Hähnke trifft bei unserer Online-Konferenz electrive LIVE auch auf Christian Zimmermann von Daimler Truck. Die Kundensicht reibt sich also mit der Herstellerperspektive – sollte man meinen. Tatsächlich sitzen sie bei der Transformation eher nebeneinander in der Achterbahn. „Den neuesten Diesel hätten sie uns nicht zur Kundenerprobung hingestellt. Was ich sagen will: Das Verhältnis zwischen OEMs und Flottenbetreibern ändert sich. Wir werden zu Sparringspartnern“, beschreibt Hähnke dieses Phänomen der Transformation.
„Die Komfortzone verlassen“
Und die Allianz muss noch weiter reichen: Daimler-Mann Zimmermann will auch die Netzbetreiber in der Achterbahn neben sich wissen. „Wir haben eine Vision, der Weg ist klar. Aber wir wissen, dass wir abhängig von weiteren Playern sind. Wir hoffen, im Stromnetz mehr Bewegung zu sehen, mehr Weitsicht und Investitionswille. Wir müssen uns alle auf den Weg machen.“ Auch für Remondis-Manager Hähnke ist das Wichtigste in der aktuellen Situation, dass alle Akteure „ein Verständnis für die gemeinsame Mission bekommen“.
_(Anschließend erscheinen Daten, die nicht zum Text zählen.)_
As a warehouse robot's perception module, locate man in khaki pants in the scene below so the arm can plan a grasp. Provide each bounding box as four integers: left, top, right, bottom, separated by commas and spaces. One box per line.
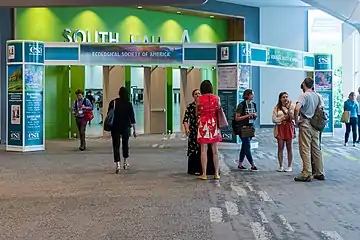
294, 78, 325, 182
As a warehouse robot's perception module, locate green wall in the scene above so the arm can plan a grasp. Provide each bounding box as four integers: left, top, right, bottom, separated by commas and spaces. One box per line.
15, 7, 228, 139
16, 7, 227, 42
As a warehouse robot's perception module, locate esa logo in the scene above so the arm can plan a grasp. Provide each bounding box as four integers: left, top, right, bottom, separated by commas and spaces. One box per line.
10, 132, 20, 140
29, 45, 43, 56
28, 132, 40, 140
318, 57, 330, 64
242, 46, 251, 57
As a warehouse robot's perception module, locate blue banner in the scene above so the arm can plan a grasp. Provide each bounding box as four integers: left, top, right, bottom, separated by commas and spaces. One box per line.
24, 41, 45, 63
218, 89, 237, 143
24, 64, 44, 146
217, 43, 238, 64
315, 71, 334, 133
266, 48, 304, 69
314, 54, 333, 71
7, 42, 23, 63
239, 43, 251, 64
7, 64, 24, 146
80, 44, 183, 65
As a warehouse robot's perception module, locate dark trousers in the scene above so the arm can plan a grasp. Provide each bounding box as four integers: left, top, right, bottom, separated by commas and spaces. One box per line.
358, 115, 360, 142
111, 129, 130, 162
76, 118, 87, 148
239, 138, 254, 165
345, 117, 358, 143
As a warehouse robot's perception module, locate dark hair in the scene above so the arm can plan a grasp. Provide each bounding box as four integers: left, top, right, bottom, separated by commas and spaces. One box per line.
191, 88, 199, 97
301, 77, 314, 89
276, 92, 289, 109
243, 89, 254, 100
75, 88, 84, 95
119, 87, 130, 102
200, 80, 213, 94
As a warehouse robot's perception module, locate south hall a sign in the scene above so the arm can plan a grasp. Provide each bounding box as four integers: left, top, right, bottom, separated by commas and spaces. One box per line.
0, 0, 208, 7
63, 28, 190, 43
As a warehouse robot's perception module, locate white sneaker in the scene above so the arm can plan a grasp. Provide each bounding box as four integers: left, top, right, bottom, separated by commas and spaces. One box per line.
115, 162, 121, 174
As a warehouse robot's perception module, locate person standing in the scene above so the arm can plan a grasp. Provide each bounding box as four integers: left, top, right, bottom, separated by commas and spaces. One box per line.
294, 77, 325, 182
356, 87, 360, 143
183, 89, 215, 175
72, 89, 93, 151
235, 89, 258, 171
107, 87, 137, 173
272, 92, 294, 172
85, 90, 95, 126
196, 80, 222, 180
344, 92, 359, 147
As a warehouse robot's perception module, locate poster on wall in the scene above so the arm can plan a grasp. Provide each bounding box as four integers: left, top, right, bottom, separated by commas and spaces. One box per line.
238, 65, 251, 102
219, 89, 237, 143
80, 44, 183, 65
315, 71, 334, 133
218, 66, 238, 89
24, 65, 44, 146
7, 64, 23, 146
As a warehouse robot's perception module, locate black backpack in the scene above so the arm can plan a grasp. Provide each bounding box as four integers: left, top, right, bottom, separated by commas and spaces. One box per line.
231, 101, 257, 135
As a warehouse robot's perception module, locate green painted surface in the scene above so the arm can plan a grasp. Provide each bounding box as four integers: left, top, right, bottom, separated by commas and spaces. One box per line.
69, 66, 85, 136
15, 7, 228, 139
166, 67, 173, 132
125, 66, 131, 94
45, 66, 69, 139
15, 7, 228, 43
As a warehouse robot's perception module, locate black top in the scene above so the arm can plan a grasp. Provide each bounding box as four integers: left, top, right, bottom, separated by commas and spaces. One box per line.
108, 98, 135, 131
236, 101, 257, 126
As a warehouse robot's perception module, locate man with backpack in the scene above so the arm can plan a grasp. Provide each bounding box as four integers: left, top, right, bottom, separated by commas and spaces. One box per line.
294, 77, 327, 182
73, 89, 94, 151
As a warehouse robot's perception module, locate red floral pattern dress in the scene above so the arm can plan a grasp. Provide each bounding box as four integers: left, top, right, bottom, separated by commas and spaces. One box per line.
197, 94, 222, 144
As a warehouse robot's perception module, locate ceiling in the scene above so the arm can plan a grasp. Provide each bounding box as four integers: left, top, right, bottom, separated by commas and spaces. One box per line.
217, 0, 310, 7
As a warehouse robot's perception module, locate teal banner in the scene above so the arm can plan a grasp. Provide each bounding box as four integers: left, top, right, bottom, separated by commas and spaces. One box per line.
217, 43, 238, 64
266, 48, 303, 69
7, 64, 24, 146
314, 54, 333, 71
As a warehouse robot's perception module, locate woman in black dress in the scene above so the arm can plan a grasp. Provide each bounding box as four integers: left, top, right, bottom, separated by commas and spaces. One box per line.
183, 89, 215, 175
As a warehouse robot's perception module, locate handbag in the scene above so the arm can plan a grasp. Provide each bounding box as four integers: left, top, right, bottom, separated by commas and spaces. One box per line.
217, 107, 229, 128
104, 100, 116, 132
240, 126, 255, 138
340, 111, 350, 123
274, 125, 279, 138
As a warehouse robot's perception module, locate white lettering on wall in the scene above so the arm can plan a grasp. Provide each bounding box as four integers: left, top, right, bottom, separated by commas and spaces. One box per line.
63, 28, 190, 43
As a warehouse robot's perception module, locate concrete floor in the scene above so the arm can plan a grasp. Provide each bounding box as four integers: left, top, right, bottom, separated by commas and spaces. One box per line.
0, 130, 360, 240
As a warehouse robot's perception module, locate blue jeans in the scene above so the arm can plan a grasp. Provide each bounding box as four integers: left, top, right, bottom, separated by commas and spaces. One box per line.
345, 117, 358, 143
239, 137, 254, 166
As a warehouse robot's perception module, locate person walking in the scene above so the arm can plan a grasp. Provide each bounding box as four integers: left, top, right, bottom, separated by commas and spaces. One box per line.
196, 80, 222, 180
344, 92, 359, 147
107, 87, 137, 173
272, 92, 294, 172
294, 77, 325, 182
72, 89, 93, 151
183, 89, 215, 175
235, 89, 258, 171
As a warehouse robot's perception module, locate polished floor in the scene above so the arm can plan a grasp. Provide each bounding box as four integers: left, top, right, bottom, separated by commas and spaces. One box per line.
0, 129, 360, 240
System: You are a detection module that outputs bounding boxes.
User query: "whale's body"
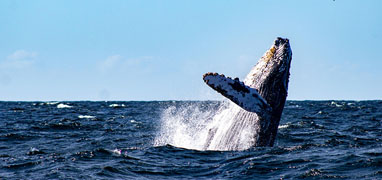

Die aktuelle Lage in Deutschland, das sind etwa 600 bis 700 Zulassungen schwerer E-Lkw in 2023. Das sind sämtliche Hersteller, die in die Vorinvestition gegangen sind, um E-Fahrzeuge zu entwickeln. Das sind viele Logistiker, die durchzurechnen versuchen, ob sich der Umstieg auf alternative Antriebe für sie lohnen könnte. Das geht aus der von electrive-Chefredakteur Peter Schwierz moderierten Show klar hervor. Gleichzeitig hat die Politik regulatorische Leitplanken mit Lenk-Ambitionen geschmiedet – inklusive strengen CO2-Flottenzielen in der EU und einer Maut-Erhöhung für Diesel in Deutschland. Und: Während ein initiales Lkw-Ladenetz vom Bund gefördert wird, sind die Zuschüsse für E-Lkw durch die Haushalts-Turbulenzen der Regierung über Nacht abgeschafft worden. Zum Diskurs über Regulatorik und Ladeinfrastruktur haben wir in einer anderen Speaker-Zusammensetzung hier schon berichtet.
Die beiden Vertreter von Remondis und Daimler Truck blicken bei electrive LIVE zusammen mit Jan Wohlmuther und Luis Obermeier von der Beratungsfirma Accenture eher auf den ersten Teil dieser Auflistung: auf das Ökosystem von E-Lkw. Eine Grundeigenschaft von Ökosystemen ist aber, dass alles mit allem zusammenhängt. In diesem Kontext wird deutlich: Verdaut haben die Sprecher die gekappte KsNI-Förderung noch nicht. „Wir spüren das Förder-Aus natürlich“, schildert Daimler-Vertriebsprofi Zimmermann. „Viele Kunden waren in der Vorbereitung der nächsten Förderrunde. Es war ein herber, abrupter Schlag. Alle rechnen nun neu. Aber das Finanzielle ist nur eine Seite. Viel schlimmer ist die politische Signalwirkung.“ Kunden fragen sich nun wieder, ob die Elektrifizierung das Richtige ist und warum sich die Politik abwendet.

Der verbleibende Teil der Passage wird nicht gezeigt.